I have the divorce papers already prepared, tucked away in Lorenzo’s desk. But not yet. Not until I can extract myself without losing the war.

“Are you feeling alright?” She leans closer and her perfume makes me gag. “Do you need water? Perhaps some fresh air?”

Everything about her grates against my nerves.

In Aurelia’s presence, Bianca has transformed.

Each gesture is amplified, each word projected for an audience of one.

She adjusts my blanket, her fingers lingering against my chest. When she smooths my hair, I have to lock my jaw to keep from flinching.

“Your delicate condition requires such careful attention,” she says, loud enough to carry across the room. The words are barbed, aimed like arrows at the woman carrying a child that might be mine.

Aurelia’s head turns slightly. Our eyes meet for one tense moment, and the impact nearly undoes me. Pain flashes across her beautiful features before she tears her gaze away. The loss of that connection feels like losing a limb.

My Aurelia, if only you knew how much I long to hold you.

I’m desperate to push Bianca away, to cross this room and gather Aurelia against me and never let go.

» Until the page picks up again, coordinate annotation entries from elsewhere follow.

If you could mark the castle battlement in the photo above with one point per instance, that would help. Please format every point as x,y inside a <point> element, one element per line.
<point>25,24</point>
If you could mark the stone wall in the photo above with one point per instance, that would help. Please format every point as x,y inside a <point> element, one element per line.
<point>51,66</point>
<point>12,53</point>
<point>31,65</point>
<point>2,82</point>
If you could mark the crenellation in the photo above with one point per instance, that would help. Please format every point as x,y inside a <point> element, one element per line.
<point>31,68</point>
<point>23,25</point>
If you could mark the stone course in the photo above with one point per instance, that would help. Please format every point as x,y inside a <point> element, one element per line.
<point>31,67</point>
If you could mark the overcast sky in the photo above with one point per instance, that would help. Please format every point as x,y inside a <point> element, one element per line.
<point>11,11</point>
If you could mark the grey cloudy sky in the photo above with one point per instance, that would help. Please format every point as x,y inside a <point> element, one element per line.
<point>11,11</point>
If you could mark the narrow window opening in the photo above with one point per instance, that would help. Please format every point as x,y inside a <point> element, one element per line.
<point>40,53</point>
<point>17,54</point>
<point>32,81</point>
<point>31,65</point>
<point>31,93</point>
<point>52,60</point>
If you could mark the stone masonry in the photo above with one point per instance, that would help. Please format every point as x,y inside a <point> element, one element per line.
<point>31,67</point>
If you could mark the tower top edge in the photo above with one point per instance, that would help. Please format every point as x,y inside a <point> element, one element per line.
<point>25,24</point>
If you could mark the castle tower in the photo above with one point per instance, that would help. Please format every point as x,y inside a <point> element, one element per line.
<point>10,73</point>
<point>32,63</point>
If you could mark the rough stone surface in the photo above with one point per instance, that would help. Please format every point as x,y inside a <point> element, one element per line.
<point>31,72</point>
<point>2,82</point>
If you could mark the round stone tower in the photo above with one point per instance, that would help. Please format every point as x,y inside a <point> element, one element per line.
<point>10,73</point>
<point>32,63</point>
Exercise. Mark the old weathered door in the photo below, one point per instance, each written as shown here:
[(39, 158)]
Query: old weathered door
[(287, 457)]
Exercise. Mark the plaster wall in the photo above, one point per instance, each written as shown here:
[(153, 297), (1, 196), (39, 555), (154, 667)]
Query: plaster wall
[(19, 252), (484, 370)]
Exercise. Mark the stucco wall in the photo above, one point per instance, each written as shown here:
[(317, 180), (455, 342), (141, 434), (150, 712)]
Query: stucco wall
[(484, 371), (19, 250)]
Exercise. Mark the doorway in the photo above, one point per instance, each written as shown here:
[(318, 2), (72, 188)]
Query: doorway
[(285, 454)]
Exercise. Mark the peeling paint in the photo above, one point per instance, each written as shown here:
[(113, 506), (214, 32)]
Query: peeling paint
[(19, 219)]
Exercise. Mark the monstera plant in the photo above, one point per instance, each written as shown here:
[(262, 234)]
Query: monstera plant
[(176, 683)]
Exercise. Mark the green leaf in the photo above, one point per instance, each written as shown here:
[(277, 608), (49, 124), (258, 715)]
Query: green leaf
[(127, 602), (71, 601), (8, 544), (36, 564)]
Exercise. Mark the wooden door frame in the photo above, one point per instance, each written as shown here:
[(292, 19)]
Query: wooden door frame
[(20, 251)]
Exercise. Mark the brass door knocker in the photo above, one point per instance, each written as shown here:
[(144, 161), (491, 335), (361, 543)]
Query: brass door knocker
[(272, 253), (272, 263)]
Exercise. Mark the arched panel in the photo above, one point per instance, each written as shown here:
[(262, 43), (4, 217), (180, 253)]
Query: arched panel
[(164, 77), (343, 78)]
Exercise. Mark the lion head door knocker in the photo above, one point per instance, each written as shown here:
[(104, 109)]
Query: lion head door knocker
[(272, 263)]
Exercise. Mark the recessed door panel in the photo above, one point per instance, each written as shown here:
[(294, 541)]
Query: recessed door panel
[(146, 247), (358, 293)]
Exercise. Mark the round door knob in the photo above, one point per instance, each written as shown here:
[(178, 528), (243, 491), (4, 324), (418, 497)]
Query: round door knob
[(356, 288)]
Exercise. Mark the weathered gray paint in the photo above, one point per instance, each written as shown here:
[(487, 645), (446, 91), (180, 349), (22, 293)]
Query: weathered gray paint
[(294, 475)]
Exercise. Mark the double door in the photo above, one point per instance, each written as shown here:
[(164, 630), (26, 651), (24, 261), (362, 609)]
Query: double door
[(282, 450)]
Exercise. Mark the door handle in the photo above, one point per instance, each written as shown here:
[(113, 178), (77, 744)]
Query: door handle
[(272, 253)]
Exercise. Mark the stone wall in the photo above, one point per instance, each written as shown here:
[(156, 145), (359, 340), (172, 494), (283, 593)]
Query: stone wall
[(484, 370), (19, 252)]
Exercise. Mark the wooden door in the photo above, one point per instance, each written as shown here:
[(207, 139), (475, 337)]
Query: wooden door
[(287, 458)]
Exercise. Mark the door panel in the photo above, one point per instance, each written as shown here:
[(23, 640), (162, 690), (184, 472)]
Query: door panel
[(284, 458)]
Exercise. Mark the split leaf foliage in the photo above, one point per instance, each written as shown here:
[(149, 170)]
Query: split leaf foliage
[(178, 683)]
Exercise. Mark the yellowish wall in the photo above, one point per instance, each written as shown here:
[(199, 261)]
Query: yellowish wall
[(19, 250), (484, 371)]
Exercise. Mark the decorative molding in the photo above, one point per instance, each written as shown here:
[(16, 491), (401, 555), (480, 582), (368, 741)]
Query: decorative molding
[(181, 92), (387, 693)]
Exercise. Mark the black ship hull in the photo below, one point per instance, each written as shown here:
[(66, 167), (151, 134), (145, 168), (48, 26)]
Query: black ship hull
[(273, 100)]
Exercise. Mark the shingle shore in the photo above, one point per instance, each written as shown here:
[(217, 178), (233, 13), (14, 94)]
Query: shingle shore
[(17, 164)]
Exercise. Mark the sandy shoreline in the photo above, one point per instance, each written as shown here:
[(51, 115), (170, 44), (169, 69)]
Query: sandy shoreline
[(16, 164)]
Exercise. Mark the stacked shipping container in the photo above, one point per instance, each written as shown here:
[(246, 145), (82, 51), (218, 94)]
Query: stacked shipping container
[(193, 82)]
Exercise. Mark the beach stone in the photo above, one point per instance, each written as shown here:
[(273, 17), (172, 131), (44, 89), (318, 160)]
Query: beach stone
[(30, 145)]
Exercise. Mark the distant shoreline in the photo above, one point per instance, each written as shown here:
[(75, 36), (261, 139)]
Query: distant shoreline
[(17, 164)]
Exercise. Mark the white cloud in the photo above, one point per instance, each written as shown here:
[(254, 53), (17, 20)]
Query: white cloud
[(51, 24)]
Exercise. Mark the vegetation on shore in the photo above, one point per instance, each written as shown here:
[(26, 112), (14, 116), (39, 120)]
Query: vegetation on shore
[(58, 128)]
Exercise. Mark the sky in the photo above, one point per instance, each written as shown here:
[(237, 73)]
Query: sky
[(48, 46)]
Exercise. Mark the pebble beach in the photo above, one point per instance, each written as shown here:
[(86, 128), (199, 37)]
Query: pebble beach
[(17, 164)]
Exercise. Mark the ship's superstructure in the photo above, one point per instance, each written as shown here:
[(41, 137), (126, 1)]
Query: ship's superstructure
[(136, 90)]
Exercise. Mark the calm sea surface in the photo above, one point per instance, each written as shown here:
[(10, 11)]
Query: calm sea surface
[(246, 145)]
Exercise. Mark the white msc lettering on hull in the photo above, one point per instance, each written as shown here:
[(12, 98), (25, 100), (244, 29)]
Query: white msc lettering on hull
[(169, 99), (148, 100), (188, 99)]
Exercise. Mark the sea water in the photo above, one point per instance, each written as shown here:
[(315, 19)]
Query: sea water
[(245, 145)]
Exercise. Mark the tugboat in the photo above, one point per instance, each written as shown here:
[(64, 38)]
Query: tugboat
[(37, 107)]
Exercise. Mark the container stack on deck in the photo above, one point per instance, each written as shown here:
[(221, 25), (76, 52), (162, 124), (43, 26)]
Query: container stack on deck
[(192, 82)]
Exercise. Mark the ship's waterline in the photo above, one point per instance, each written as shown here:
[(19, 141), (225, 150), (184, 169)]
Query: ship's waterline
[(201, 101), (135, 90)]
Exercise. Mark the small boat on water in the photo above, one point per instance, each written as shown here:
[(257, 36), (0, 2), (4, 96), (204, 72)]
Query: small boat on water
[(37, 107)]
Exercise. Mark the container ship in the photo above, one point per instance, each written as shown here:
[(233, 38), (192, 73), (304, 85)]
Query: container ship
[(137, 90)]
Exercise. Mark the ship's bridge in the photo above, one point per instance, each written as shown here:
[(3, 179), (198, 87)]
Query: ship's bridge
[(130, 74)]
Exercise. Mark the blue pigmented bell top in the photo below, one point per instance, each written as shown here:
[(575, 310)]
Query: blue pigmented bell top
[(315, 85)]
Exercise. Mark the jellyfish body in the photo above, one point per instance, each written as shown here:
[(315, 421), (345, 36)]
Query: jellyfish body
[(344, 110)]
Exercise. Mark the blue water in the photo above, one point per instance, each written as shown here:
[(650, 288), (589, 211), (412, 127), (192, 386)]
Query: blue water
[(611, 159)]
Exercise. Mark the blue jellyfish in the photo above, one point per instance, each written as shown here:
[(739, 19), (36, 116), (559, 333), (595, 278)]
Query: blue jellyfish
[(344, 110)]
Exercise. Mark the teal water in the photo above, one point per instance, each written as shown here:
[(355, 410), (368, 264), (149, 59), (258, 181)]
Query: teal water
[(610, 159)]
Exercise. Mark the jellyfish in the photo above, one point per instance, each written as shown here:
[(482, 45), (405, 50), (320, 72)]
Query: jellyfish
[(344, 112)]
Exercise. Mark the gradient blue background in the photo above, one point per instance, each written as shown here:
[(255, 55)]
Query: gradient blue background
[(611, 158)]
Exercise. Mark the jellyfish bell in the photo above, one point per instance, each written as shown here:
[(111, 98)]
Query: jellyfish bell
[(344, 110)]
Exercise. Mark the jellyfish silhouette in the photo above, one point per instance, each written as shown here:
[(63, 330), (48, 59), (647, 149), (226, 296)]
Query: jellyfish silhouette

To whisper truths in her ear: that Bianca means nothing, that every moment apart has been agony, that the child Aurelia carries is wanted and loved regardless of its father.

“You shouldn’t have to endure such stress while you’re recovering.” Bianca’s voice takes on a demanding edge that makes my skin crawl. “Perhaps we should retire to our room so you can rest properly. I know how to help you relax.”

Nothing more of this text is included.